I made Talhamy scold him, by and by, for this piece of voluntary starvation.

“By my prophet!” said he, “am I a pig or a dog, that I should eat when the sitt was fasting?”

It was at Esneh, by the way, that that hitherto undiscovered curiosity, an ancient Egyptian coin, was offered to me for sale. The finder was digging for niter, and turned it up at an immense depth below the mounds on the outskirts of the town. He volunteered to show the precise spot, and told his artless tale with child-like simplicity. Unfortunately, however, for the authenticity of this remarkable relic, it bore, together with the familiar profile of George IV, a superscription of its modest value, which was precisely one farthing.
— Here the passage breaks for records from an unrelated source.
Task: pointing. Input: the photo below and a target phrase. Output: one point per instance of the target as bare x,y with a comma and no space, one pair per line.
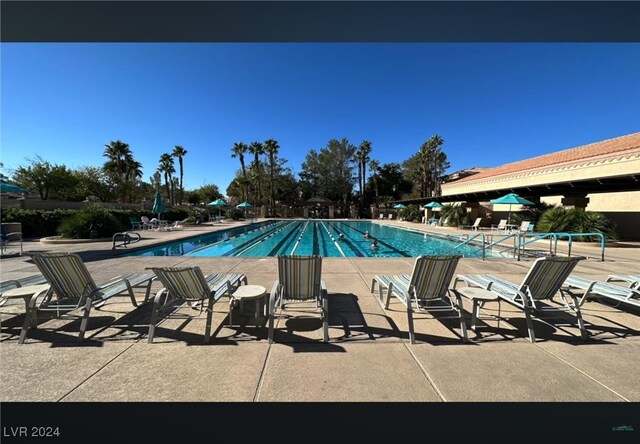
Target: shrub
562,220
455,214
234,213
411,213
91,218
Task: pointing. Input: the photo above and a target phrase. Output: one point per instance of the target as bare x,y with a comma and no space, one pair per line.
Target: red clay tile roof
598,149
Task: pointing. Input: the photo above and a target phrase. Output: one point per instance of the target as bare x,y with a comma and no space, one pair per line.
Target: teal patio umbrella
158,204
218,203
244,206
511,199
6,187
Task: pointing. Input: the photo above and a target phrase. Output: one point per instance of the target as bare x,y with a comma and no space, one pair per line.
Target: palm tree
374,166
239,150
167,168
179,153
271,147
257,150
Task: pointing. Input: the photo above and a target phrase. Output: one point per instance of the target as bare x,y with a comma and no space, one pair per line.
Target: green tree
239,150
179,153
427,167
167,168
257,149
45,178
271,147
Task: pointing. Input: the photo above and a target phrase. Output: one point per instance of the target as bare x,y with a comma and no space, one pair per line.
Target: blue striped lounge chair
428,283
604,291
72,287
189,285
22,282
544,280
632,279
299,280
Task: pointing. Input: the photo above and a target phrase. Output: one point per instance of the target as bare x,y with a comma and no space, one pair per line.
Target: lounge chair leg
532,336
474,314
272,302
154,315
207,332
325,320
412,335
85,318
583,330
463,325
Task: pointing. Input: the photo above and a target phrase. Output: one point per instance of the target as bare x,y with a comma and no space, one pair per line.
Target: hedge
42,223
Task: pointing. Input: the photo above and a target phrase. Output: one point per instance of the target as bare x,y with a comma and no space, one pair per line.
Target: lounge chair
428,282
299,280
475,226
502,226
188,284
603,290
74,288
10,231
148,224
632,279
543,281
22,282
135,223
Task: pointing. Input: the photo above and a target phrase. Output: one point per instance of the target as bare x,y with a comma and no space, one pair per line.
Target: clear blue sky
491,103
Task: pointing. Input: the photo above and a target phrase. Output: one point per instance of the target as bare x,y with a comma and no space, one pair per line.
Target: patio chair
16,283
428,283
632,279
10,231
604,291
299,280
135,223
188,284
502,226
148,224
72,287
543,281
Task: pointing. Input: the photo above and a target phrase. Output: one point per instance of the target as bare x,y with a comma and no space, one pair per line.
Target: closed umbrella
158,204
244,206
511,199
218,203
6,187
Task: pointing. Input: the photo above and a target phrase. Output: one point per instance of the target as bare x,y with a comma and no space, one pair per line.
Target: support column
579,202
475,206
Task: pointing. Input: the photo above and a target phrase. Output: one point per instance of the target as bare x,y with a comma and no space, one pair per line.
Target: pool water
304,237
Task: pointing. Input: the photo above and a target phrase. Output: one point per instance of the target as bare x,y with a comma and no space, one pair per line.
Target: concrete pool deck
368,358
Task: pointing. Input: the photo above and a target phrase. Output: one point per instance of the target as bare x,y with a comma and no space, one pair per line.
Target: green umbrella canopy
6,187
218,203
158,204
511,199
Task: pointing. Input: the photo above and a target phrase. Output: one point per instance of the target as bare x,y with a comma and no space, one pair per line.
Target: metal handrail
126,239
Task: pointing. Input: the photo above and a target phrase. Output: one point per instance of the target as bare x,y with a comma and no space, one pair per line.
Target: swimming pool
305,237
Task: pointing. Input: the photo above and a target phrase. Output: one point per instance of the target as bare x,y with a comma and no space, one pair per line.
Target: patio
368,358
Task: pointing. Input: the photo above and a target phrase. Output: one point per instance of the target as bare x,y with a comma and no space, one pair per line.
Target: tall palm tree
167,168
239,150
257,150
374,166
271,147
179,153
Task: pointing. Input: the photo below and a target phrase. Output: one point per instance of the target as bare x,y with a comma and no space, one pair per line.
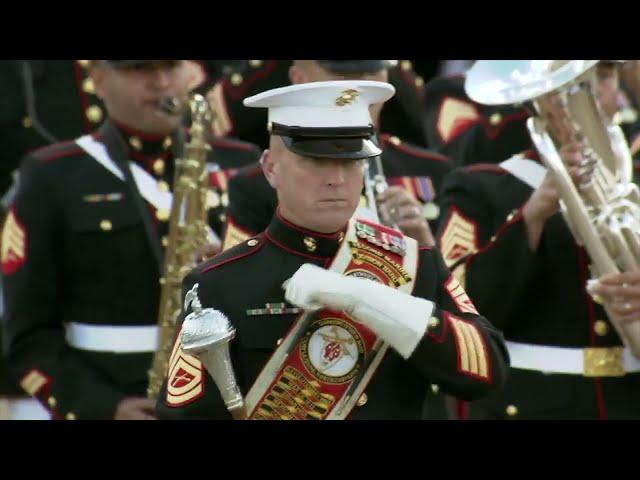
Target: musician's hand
135,408
620,292
543,202
406,213
210,249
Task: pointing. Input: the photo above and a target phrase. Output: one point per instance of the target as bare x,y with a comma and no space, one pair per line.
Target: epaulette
232,144
389,141
485,168
56,151
410,78
234,254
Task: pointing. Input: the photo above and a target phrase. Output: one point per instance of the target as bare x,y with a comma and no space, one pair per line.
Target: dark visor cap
346,143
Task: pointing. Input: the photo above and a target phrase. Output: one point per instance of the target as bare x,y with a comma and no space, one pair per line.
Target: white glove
399,319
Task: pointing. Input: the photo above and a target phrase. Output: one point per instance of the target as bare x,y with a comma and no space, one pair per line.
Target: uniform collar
302,241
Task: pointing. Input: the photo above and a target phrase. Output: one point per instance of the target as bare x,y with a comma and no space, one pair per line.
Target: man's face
318,194
132,95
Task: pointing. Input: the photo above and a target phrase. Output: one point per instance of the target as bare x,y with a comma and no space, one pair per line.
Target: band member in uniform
342,318
502,222
402,116
414,174
468,132
82,246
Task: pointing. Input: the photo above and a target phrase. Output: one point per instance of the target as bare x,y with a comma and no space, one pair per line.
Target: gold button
136,143
601,328
88,86
310,244
162,214
213,199
94,114
495,119
158,166
163,186
431,211
236,79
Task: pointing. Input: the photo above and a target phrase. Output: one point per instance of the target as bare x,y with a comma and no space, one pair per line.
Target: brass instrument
603,208
188,229
374,184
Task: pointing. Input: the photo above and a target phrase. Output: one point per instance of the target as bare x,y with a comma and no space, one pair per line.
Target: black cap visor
347,143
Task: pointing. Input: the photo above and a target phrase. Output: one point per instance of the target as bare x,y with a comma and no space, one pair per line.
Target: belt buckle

On another occasion, when we were making our long stay at Luxor, a colored glass button of honest Birmingham make was brought to the boat by a fellah who swore that he had himself found it upon a mummy in the tombs of the queens at Kûrnet Murraee. The same man came to my tent one day when I was sketching, bringing with him a string of more than doubtful scarabs—all veritable “anteekahs,” of course, and all backed up with undeniable pedigrees.

“La, la [no, no]! bring me no more anteekahs,” I said, gravely. “They are old and worn out, and cost much money. Have you no imitation scarabs, new and serviceable, that one might wear without the fear of breaking them?”

“These are imitations. O sitt!” was the ready answer.

“But you told me a moment ago they were genuine anteekahs.”

“That was because I thought the sitt wanted to buy anteekahs,” he said, quite shamelessly.

“See now,” I said, “if you are capable of selling me new things for old, how can I be sure that you would not sell me old things for new?”

To this he replied by declaring that he had made the scarabs himself. Then, fearing I should not believe him, he pulled a scrap of coarse paper from his bosom, borrowed one of my pencils, and drew an asp, an ibis, and some other common hieroglyphic forms, with tolerable dexterity.

“Now you believe?” he asked, triumphantly.